🤖 AI Summary
Traditional ISPs convert RAW sensor data to RGB images for human vision, discarding low-level information critical for computer vision tasks such as object detection. This work introduces a novel RAW-domain object detection paradigm that abandons fixed ISP pipelines in favor of a learnable Raw Adaptation Module (RAM). Inspired by human visual processing, RAM employs a parallel multi-path architecture, integrating attention-guided dynamic feature fusion and end-to-end joint optimization to enable task-driven, adaptive RAW preprocessing.
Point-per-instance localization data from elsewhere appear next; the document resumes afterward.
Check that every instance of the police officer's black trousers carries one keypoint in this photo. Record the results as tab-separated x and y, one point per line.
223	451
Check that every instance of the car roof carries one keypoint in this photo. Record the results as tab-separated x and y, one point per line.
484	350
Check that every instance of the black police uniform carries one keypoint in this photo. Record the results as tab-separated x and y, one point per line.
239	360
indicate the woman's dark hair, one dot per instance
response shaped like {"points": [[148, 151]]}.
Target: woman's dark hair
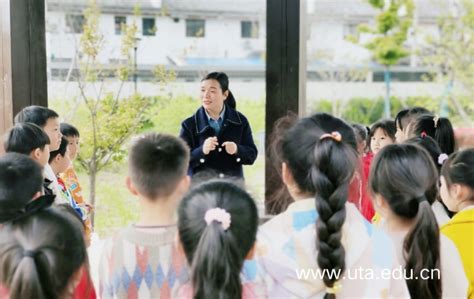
{"points": [[38, 115], [20, 179], [387, 125], [224, 83], [216, 255], [60, 151], [440, 129], [40, 254], [406, 116], [406, 177], [458, 169], [69, 130], [324, 167], [24, 138]]}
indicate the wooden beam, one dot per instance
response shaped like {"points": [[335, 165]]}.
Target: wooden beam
{"points": [[282, 78], [28, 48], [6, 105]]}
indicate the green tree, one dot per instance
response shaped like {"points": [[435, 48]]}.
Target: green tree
{"points": [[451, 53], [338, 73], [110, 118], [388, 36]]}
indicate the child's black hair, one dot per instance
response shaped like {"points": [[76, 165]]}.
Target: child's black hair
{"points": [[406, 177], [60, 151], [387, 125], [24, 138], [459, 169], [224, 83], [439, 128], [430, 145], [69, 130], [20, 179], [157, 162], [216, 254], [324, 167], [406, 116], [40, 254], [38, 115]]}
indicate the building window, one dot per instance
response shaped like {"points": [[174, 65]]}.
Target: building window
{"points": [[148, 26], [195, 28], [120, 22], [249, 29], [350, 29], [75, 23]]}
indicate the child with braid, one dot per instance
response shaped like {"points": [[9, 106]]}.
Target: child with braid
{"points": [[217, 228], [403, 182], [321, 233], [457, 192]]}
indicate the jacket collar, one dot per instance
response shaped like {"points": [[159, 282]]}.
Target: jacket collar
{"points": [[202, 123]]}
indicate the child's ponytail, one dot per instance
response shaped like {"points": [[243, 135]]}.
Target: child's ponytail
{"points": [[28, 279], [320, 152], [406, 177], [422, 250], [217, 228], [438, 128], [444, 135], [40, 253], [334, 166], [213, 267]]}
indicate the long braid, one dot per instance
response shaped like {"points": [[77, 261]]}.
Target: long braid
{"points": [[333, 168]]}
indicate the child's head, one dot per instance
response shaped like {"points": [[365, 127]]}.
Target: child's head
{"points": [[457, 180], [21, 181], [28, 139], [42, 254], [217, 228], [403, 182], [320, 158], [439, 128], [431, 146], [382, 133], [72, 135], [158, 165], [45, 118], [59, 159], [404, 118], [361, 137]]}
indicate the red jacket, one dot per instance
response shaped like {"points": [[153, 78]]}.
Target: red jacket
{"points": [[358, 189]]}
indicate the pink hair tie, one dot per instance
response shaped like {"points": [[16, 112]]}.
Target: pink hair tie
{"points": [[443, 157], [334, 135], [435, 120], [219, 215]]}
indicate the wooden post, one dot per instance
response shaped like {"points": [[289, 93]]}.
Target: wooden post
{"points": [[23, 57]]}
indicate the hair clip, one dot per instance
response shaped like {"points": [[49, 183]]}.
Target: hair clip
{"points": [[219, 215], [334, 135], [443, 157], [436, 119], [30, 253], [336, 288]]}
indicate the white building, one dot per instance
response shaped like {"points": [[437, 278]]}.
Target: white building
{"points": [[194, 36]]}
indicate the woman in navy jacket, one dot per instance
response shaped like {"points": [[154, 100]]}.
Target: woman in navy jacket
{"points": [[219, 137]]}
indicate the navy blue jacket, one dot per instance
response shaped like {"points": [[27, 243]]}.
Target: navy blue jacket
{"points": [[235, 127]]}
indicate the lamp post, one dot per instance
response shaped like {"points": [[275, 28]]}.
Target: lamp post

Experiments demonstrate that our approach significantly outperforms conventional RGB-based detectors across multiple RAW benchmarks—particularly under challenging low-light and high-dynamic-range conditions—achieving state-of-the-art performance in RAW-domain object detection.
📝 Abstract
Object detection models are typically applied to standard RGB images processed through Image Signal Processing (ISP) pipelines, which are designed to enhance sensor-captured RAW images for human vision. However, these ISP functions can lead to a loss of critical information that may be essential in optimizing for computer vision tasks, such as object detection. In this work, we introduce Raw Adaptation Module (RAM), a module designed to replace the traditional ISP, with parameters optimized specifically for RAW object detection. Inspired by the parallel processing mechanisms of the human visual system, RAM departs from existing learned ISP methods by applying multiple ISP functions in parallel rather than sequentially, allowing for a more comprehensive capture of image features. These processed representations are then fused in a specialized module, which dynamically integrates and optimizes the information for the target task. This novel approach not only leverages the full potential of RAW sensor data but also enables task-specific pre-processing, resulting in superior object detection performance. Our approach outperforms RGB-based methods and achieves state-of-the-art results across diverse RAW image datasets under varying lighting conditions and dynamic ranges.